Monday, November 18, 2019

No is not enough

When Donald Trump was elected as the president, only close to 63 million people who voted for him were happy. This is 19.5% of the 323 million population of the United States in 2016. The other 80% were either indifferent, or shocked, or angry; or they were not old enough to vote or care. We don’t know what percent leaned which way. But those who were indifferent, either did not care about the politics, or knew his presidency would be the natural progression of the political condition in this country.
It is a general knowledge that the founding fathers of the United States were slaveholders. Ben Franklin was a dealmaker, who was able to guarantee independence of the United States from the British during the revolution.
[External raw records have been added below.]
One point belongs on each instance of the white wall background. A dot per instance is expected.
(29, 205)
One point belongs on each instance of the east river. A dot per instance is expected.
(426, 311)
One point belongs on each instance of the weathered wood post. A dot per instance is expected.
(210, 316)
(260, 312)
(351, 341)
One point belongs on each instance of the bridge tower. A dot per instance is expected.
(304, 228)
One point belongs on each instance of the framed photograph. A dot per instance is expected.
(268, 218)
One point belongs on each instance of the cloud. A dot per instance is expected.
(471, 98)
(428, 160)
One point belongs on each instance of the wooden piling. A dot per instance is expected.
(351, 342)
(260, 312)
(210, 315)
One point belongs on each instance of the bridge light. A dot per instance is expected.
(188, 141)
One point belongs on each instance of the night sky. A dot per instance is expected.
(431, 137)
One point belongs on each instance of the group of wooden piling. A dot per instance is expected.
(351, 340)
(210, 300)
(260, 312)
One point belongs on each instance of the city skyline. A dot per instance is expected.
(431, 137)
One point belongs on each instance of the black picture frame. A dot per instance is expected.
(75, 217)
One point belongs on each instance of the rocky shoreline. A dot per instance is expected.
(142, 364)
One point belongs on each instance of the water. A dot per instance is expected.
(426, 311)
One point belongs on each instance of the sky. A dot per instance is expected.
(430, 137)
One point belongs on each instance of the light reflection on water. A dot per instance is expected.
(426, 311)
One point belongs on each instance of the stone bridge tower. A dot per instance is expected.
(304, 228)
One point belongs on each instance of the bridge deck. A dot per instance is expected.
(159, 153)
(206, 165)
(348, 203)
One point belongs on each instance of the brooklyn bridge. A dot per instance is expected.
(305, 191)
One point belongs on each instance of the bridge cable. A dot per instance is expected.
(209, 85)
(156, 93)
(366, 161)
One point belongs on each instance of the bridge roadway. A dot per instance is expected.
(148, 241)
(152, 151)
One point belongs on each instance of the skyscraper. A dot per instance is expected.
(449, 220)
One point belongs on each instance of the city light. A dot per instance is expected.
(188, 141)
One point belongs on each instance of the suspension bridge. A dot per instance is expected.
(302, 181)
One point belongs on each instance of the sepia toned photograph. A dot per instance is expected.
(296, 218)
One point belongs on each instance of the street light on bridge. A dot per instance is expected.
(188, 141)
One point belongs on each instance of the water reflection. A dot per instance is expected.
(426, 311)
His son William, however, led an army in favor of the Royalists and against the revolutionaries. He was imprisoned after the success of the revolution, until daddy released him and sent him to England to live there for the rest of his life. The most famous presidents of the United States are George Washington, Woodrow Wilson, and Franklin Roosevelt. However, it may not be a common knowledge that Washington became a slave owner at the age of eleven, Wilson was a racist to the core, and Roosevelt’s New Deal was a part of a series of demands by socialists, in which he had to accept or face a revolution. Any of the other presidents’ attitudes towards the majority of people, from Lincoln to Kennedy, to Carter, to Obama, requires a study to realize that their presidency summed up in benefiting a very small minority group, the wealthy. We may grade each president in that respect, however the tendency has been accelerating by each president, with a sharp spike during Reagan’s presidency, when Neoliberalism was adopted. This tendency ended up with the presidency of the multi-billionaire himself.